Everyone cheats on their taxes, right?
A $1,500 watch run through the books as “Uniforms Expense.” Twenty dollar bills peeled off a big wad of cash at a construction site in lieu of paying hefty union overtime rates. The systematic re-routing of thousands of dollars in revenue so it never actually hits the books.
Everyone cheats on their taxes, right? Well, actually no, they don’t. I doubt that the entrepreneurs we’ve worked with are the only ones in America who don’t cheat on their taxes. So if you extrapolate from our experience, hundreds of thousands of small business owners manage to succeed – and many get plenty rich — without cheating on their taxes.
Am I just being prudish? I don’t think so. There are a lot of good reasons not to cheat on your taxes, the first of which is that you don’t need to. The biggest tax problem I see among entrepreneurs is that they don’t proactively plan their tax strategy and end up paying too much to Uncle Sam.
In addition, the entrepreneurs I know have enough to worry about. The last thing they need is a constant fear of being audited, a sense of dread that their tax avoidance scheme will come crashing down on them. As Mark Twain said, “If you tell the truth you don’t have to remember anything.”
And if you cheat on your taxes in a major way, remembering is what you’ll have to do plenty of when it comes time to sell your business. During due diligence you have to swear up and down that your books are squeaky clean. Yet at the same time you’ll be arguing for a higher selling price because your prior period earnings were, shall we say, “understated” due to “robust” owner’s perqs. That’s an awkward situation to be in and can get in the way of doing a deal.
Do we ask clients to justify the business necessity of every single meal on their credit cards? Of course not. But when asked in the past to help someone keep two sets of books, I’ve politely declined. Setting aside the reasons above, the ethical considerations, and the professional liability, there’s a fatal flaw with cooking the books: you end up with bogus numbers that are just no good for business planning. So you might be saving money on taxes, but by running blind in other respects, how much money are you leaving on the table?

Becky-Joe said,
March 22, 2007 @ 9:24 am
Hi Dave.
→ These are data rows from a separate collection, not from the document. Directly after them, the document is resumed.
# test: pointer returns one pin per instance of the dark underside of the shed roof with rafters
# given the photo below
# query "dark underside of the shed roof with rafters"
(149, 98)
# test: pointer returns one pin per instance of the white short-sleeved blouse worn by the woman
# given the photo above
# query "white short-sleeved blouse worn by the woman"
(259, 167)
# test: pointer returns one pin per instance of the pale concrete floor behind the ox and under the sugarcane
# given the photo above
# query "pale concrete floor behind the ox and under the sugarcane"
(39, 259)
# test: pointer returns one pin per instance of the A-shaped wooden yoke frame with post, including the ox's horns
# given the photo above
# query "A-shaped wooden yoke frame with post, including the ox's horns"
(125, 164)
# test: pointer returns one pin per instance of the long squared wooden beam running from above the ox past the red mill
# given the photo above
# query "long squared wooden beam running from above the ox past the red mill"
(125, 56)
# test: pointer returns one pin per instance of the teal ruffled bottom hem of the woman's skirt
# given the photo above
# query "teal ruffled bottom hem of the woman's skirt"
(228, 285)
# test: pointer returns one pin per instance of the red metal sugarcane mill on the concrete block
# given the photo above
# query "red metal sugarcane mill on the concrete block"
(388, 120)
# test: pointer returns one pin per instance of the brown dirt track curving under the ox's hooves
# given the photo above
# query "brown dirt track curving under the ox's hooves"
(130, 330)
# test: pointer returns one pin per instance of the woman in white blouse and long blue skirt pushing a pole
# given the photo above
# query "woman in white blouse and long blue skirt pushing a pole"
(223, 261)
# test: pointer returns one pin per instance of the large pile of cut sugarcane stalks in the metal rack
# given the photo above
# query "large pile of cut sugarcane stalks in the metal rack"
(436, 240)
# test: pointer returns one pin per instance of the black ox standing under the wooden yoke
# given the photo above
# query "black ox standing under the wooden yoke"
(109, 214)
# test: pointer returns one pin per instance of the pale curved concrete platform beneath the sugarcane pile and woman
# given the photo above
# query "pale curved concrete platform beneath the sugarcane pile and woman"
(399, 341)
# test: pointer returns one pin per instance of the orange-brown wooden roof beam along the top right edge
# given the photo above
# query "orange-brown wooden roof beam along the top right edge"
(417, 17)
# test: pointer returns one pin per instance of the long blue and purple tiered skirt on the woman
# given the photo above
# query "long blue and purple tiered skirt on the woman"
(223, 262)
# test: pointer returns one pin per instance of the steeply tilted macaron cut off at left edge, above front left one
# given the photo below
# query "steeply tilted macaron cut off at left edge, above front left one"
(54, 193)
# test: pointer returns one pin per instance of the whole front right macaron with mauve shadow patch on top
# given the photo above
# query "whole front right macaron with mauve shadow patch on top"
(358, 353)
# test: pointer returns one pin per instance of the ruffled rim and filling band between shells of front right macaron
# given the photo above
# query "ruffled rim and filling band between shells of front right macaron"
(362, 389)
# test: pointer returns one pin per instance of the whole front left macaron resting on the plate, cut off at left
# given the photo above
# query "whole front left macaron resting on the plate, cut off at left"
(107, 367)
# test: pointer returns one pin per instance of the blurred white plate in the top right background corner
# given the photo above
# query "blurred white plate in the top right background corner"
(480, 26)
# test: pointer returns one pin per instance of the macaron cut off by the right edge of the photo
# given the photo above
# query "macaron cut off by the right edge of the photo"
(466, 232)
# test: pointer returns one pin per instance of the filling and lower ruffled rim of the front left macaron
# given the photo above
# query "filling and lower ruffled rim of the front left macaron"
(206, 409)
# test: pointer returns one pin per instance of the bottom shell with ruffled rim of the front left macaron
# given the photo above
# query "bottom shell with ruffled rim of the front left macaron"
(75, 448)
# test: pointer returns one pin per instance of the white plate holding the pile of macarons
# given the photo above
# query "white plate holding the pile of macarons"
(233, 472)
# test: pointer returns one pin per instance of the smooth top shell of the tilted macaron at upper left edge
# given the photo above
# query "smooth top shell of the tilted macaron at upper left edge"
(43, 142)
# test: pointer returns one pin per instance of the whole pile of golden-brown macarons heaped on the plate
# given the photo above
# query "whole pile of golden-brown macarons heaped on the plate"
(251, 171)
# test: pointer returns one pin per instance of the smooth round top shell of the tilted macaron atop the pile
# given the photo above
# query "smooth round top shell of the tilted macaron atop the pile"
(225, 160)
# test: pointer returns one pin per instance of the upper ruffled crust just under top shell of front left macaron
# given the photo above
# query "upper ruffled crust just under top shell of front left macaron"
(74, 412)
In my experience I found it to be true that when someone is serious about growing their company, they will take all the necessary steps to make sure they are adequately covered on both the short and long-term level of protection. Whether it be a workman’s compensation audit or a tax audit. They are less likely to take short cuts which in the big picture ends up being a great mess to clean up. Who wants that?